Enter every credit card you owe. Set what you can pay each month. See your freedom date, how much interest you'll pay, and which strategy gets you out fastest.
Add each card with its balance, APR, and required minimum payment. Update anything and your freedom date recalculates instantly.
Every month, each of your credit cards accrues interest based on its APR (annual percentage rate). If you only pay the minimum, most of that payment goes to interest, which is why cards can take decades to pay off if you don't intentionally attack them.
This calculator simulates your actual payoff month by month. It applies your minimum payments to every card first, then routes any leftover budget toward whichever card your chosen strategy is targeting. When a card is fully paid off, its old payment amount rolls into attacking the next card. That's where the compounding effect kicks in.

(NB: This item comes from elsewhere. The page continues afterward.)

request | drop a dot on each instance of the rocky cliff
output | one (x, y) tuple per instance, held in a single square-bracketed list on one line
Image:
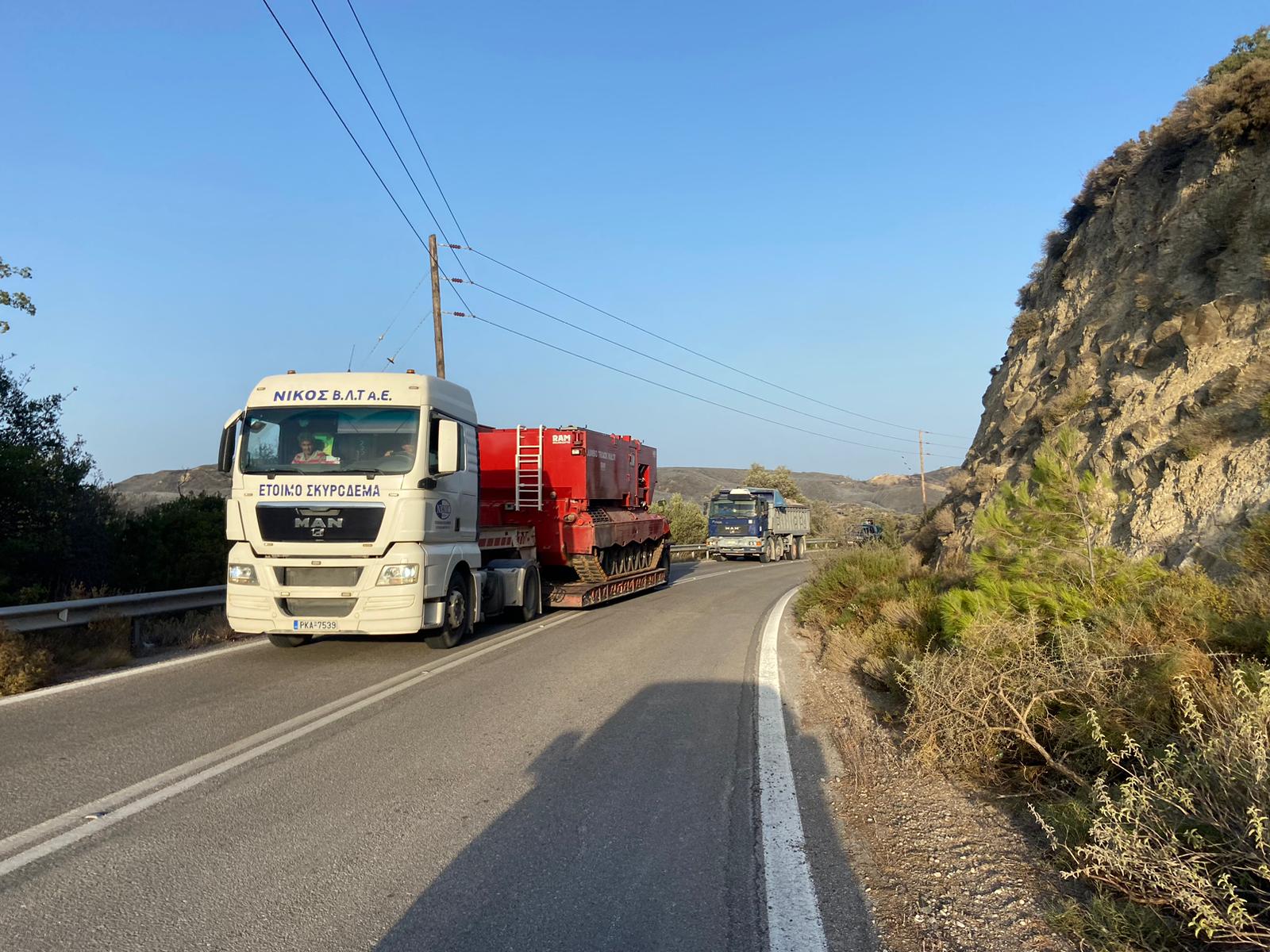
[(1146, 328)]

Avalanche targets the card with the highest interest rate first. Because interest is what makes debt grow, killing the highest-rate card fastest results in the lowest total interest paid, usually by a meaningful margin.

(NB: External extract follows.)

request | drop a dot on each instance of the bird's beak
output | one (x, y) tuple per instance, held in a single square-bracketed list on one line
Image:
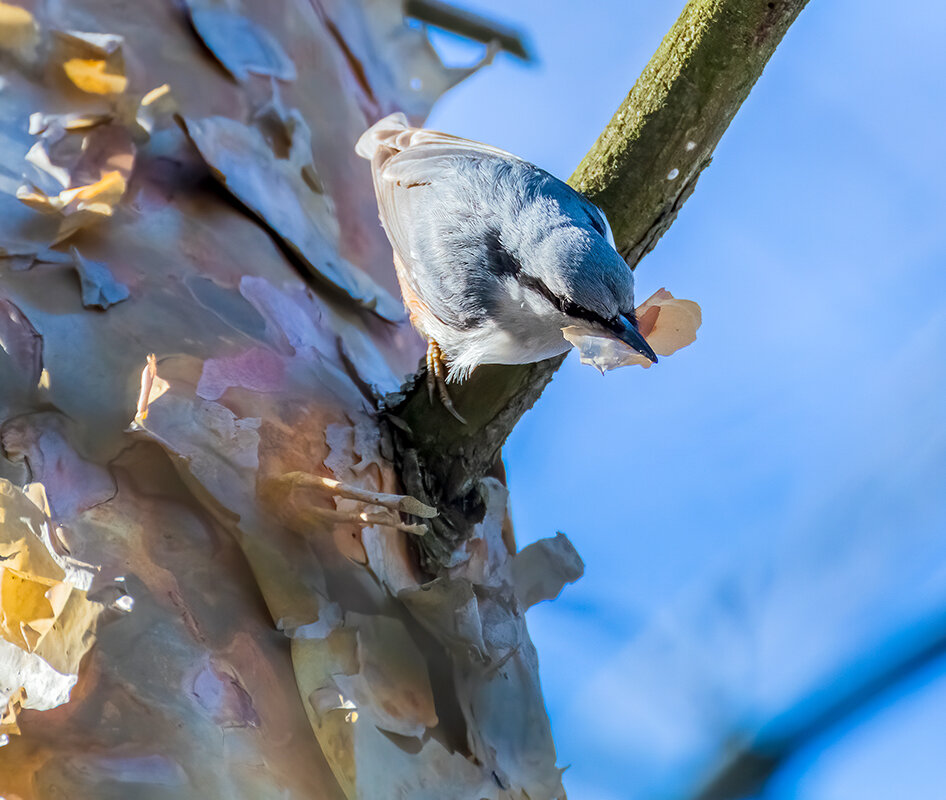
[(633, 339)]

Snowball targets the card with the smallest balance first. It costs slightly more in total interest, but you knock out entire cards faster, which many people find psychologically motivating. If you've tried and given up before, snowball tends to have a higher completion rate.
The best strategy is the one you'll actually stick with. If the math is your motivation, use Avalanche. If wins keep you going, use Snowball.
Getting to zero on your cards is the first move, but the real transformation happens when the money you were sending to card issuers starts flowing to you instead. The average household with revolving credit card debt pays over $6,000 in interest across its lifetime. Redirect that same payment into an index fund at 8% average returns and you're looking at real six-figure wealth over 20 years.
Freedom date first. Wealth building next. That's the whole framework.